EU ‘B team’ membership is dangled before Britain



    By Subhash Chopra

    Britain’s Brexit  debate gets muddier by the day with a fresh intervention by prime ministerial hopeful leader Boris Johnson calling for a short, sharp exit from the EU, the prospect of a ‘B team’ membership for the UK in a changing EU looks a serious possibility. Foreign Secretary Johnson’s new bombshell comes in an interview in the Sun newspaper just before the start of party’s annual conference in Manchester.

    The B team membership possibility has been dangled before Britain by Emmanuel Macron, the young President of France, who has suggested that there could be a place for Britain in a reformed multi-speed EU. Such a likelihood would be possible not today or tomorrow but ‘in a few years.’ A ‘two- speed’ EU has been long in discussion but Macron seems to have given it a “multi-speed” twist, which could offer the UK a place in the outer periphery, as  to countries like Bulgaria, Macedonia and others waiting and aspiring for EU membership far from any room in the core Euro Zone 19 or even the post-Brexit EU 27.

    Macron’s idea which came in his speech at Sorbonne University in Paris last week has been adequately reported in the British press but, curiously enough,  without much comment. He had made a similar suggestion back in May this year when he said that Britain could row back on its referendum decision to quit the 28-member bloc.

    “Of course, the door is always open as long as the negotiations on Brexit have not finished.”  But he had also warned that once the negotiations started, “it will be more and more difficult to go backwards.”

    But as things stand, the EU clock, in the words of the Dutch oreign minister Bert Koenders, is ticking. “Big Ben may be still for renovation, but in Europe time ticks on.”  The UK is still “day-dreaming.”

    The EU’s chief negotiator, Michel Barnier’s reaction has been even louder when he said after four rounds of talks there had been little progress so far and the negotiations could be deadlocked for months unless the UK agreed to honour its divorce Bill and other commitments.

    Many EU leaders, particularly Macron who is banking upon the cooperation of German Chancellor Angela Merkel, are keen on revamping EU as a much more integrated bloc. Macron’s proposals for a post-Brexit shake-up include plans to give the 19-member Eurozone a finance minister, parliament, a common defence budget and an efficiency driven much smaller European Commission. His idea of “re-foundation” of EU even includes a common EU anthem — Beethoven’s Ode to Joy.

    In sharp contrast to a spirit of solidarity in EU, Britain is witnessing a boom of opposing noises, with foreign secretary Boris Johnson leading his own band. An ardent friend of India, he is sometimes given to making costly gaffes. A few weeks ago he went to a gurdwara in Southall seeking to strengthen Indo-British relations, including the promotion of sale of Scotch whisky to India. He was unaware of the fact that though the Indians liked whisky, the gurdwara was just the wrong platform for the purpose!

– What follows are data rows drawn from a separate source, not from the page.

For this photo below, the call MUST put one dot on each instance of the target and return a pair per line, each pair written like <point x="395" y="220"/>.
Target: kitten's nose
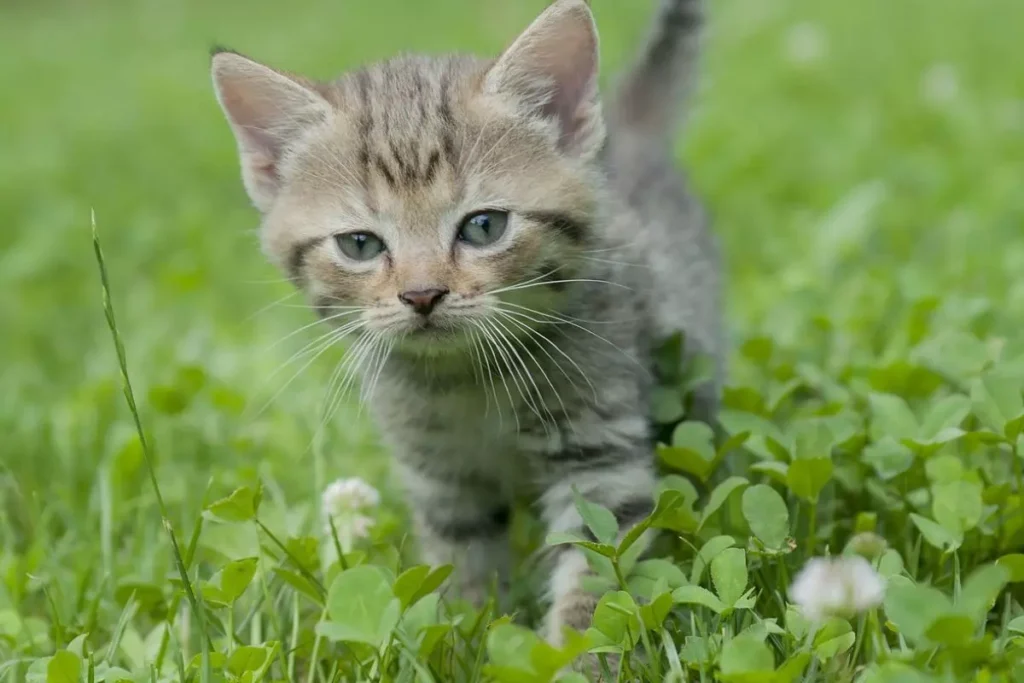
<point x="423" y="301"/>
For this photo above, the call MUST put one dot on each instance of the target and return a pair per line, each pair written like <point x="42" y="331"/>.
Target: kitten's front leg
<point x="626" y="487"/>
<point x="464" y="522"/>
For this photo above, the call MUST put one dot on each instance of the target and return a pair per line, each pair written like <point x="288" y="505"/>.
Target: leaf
<point x="728" y="571"/>
<point x="654" y="612"/>
<point x="773" y="468"/>
<point x="236" y="577"/>
<point x="767" y="515"/>
<point x="806" y="478"/>
<point x="889" y="458"/>
<point x="667" y="406"/>
<point x="892" y="417"/>
<point x="361" y="606"/>
<point x="943" y="416"/>
<point x="956" y="505"/>
<point x="944" y="469"/>
<point x="168" y="400"/>
<point x="912" y="608"/>
<point x="721" y="495"/>
<point x="566" y="538"/>
<point x="510" y="646"/>
<point x="1015" y="565"/>
<point x="409" y="582"/>
<point x="695" y="595"/>
<point x="707" y="553"/>
<point x="997" y="400"/>
<point x="694" y="651"/>
<point x="793" y="668"/>
<point x="616" y="622"/>
<point x="890" y="564"/>
<point x="64" y="667"/>
<point x="692" y="450"/>
<point x="980" y="591"/>
<point x="300" y="584"/>
<point x="599" y="520"/>
<point x="648" y="572"/>
<point x="835" y="637"/>
<point x="936" y="535"/>
<point x="433" y="581"/>
<point x="241" y="506"/>
<point x="246" y="658"/>
<point x="745" y="654"/>
<point x="950" y="630"/>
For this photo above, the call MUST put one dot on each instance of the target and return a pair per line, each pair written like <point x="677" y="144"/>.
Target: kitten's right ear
<point x="268" y="111"/>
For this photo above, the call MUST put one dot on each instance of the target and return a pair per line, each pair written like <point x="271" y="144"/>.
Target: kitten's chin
<point x="432" y="340"/>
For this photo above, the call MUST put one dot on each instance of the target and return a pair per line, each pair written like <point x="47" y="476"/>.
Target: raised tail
<point x="651" y="92"/>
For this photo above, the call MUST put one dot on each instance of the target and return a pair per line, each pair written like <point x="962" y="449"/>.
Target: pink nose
<point x="423" y="301"/>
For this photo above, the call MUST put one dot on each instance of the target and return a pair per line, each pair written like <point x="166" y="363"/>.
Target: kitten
<point x="506" y="254"/>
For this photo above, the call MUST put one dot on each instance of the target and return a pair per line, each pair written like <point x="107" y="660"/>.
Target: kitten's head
<point x="413" y="197"/>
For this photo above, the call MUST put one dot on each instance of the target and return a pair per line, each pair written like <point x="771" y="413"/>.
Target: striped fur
<point x="534" y="375"/>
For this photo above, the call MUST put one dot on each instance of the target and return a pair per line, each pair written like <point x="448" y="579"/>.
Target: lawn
<point x="863" y="163"/>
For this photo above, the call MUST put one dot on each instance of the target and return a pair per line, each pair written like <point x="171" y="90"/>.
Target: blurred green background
<point x="856" y="157"/>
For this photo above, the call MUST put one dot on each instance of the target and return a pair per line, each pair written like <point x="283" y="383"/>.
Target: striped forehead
<point x="406" y="127"/>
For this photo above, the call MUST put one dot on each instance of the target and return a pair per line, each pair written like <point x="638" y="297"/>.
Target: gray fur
<point x="537" y="398"/>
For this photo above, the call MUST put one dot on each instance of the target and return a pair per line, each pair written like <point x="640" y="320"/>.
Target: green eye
<point x="359" y="246"/>
<point x="485" y="227"/>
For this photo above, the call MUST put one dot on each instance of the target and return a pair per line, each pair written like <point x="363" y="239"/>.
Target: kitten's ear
<point x="268" y="111"/>
<point x="552" y="70"/>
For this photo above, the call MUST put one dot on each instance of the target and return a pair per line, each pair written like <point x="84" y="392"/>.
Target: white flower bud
<point x="837" y="587"/>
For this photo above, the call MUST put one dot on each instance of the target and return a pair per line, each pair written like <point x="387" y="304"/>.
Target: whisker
<point x="310" y="325"/>
<point x="519" y="373"/>
<point x="540" y="397"/>
<point x="333" y="339"/>
<point x="530" y="331"/>
<point x="516" y="288"/>
<point x="485" y="335"/>
<point x="485" y="366"/>
<point x="270" y="305"/>
<point x="579" y="327"/>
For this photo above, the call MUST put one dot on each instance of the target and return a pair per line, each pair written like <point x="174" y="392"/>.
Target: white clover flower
<point x="806" y="43"/>
<point x="343" y="504"/>
<point x="940" y="84"/>
<point x="349" y="496"/>
<point x="837" y="587"/>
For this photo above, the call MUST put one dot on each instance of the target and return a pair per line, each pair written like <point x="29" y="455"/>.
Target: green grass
<point x="872" y="227"/>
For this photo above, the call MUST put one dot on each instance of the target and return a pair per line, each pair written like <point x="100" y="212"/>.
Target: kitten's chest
<point x="460" y="430"/>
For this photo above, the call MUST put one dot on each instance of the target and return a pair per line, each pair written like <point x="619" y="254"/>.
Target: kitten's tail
<point x="651" y="93"/>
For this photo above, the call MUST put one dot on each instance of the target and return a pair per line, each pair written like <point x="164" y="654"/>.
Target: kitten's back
<point x="643" y="116"/>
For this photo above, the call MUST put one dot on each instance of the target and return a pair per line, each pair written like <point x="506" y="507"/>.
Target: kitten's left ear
<point x="268" y="112"/>
<point x="551" y="70"/>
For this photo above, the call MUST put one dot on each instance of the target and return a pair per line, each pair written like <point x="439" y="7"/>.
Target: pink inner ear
<point x="553" y="67"/>
<point x="573" y="63"/>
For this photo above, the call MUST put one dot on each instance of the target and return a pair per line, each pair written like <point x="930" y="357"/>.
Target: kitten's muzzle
<point x="423" y="301"/>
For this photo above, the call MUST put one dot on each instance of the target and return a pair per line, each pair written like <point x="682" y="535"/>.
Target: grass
<point x="862" y="162"/>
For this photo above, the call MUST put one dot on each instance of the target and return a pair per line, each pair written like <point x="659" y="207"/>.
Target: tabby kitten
<point x="505" y="253"/>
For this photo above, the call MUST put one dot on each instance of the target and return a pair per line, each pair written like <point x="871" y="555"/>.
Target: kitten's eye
<point x="480" y="229"/>
<point x="359" y="246"/>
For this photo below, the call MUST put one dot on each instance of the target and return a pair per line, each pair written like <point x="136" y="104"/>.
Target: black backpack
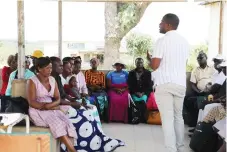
<point x="133" y="112"/>
<point x="204" y="139"/>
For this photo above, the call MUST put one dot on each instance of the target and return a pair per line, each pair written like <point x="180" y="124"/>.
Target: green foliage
<point x="192" y="61"/>
<point x="127" y="15"/>
<point x="138" y="44"/>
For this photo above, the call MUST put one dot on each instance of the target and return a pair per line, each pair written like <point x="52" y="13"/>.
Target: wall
<point x="214" y="30"/>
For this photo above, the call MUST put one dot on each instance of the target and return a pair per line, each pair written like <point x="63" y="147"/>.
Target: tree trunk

    A much costlier gaffe he made was on a visit in January to a pagoda in Myanmar where he recited a few verses from arch-imperialist Rudyard Kipling’s poem “The Road to Mandalay”, including the lines “The temple bells they say, Come you back, you British soldier, Come you back to Mandalay.”  The poem gloats over a kind of reverse nostalgia – imagined on behalf of a native Burmese girl asking the coloniser soldier sahib to come back to rule!

    While performing a ritual of pouring water on a golden statue, Johnson called it “a very big guinea pig.”  The British ambassador to Mayanmar, Andrew Patrick, who accompanied him managed to stop Johnson after some interruptions, but not before the damage was done. Britain’s television Channel 4, which managed to capture the footage, has decided to show it.

    Johnson’s diplomatic blunder has been seized upon, among others by Labour MP Roshanara Ali, chair of the all-party parliamentary group on Mayanmar. Ms Ali, who is of Bangladeshi origin, said: “I can think of a long list of reasons why Boris Johnson isn’t fit to be prime minister. This can be added to that.”

     Tailpiece: Despite all the talk of doom and gloom, Britain is enjoying a “golden age” of tourism, according to the UK Hilton Hotels boss Steve Cassidy, who revealed plans to build 34 new hotels across the country over the next two years.


    (Subhash Chopra is a freelance journalist and author of ‘India and Britannia – an abiding affair,’ and other writings.)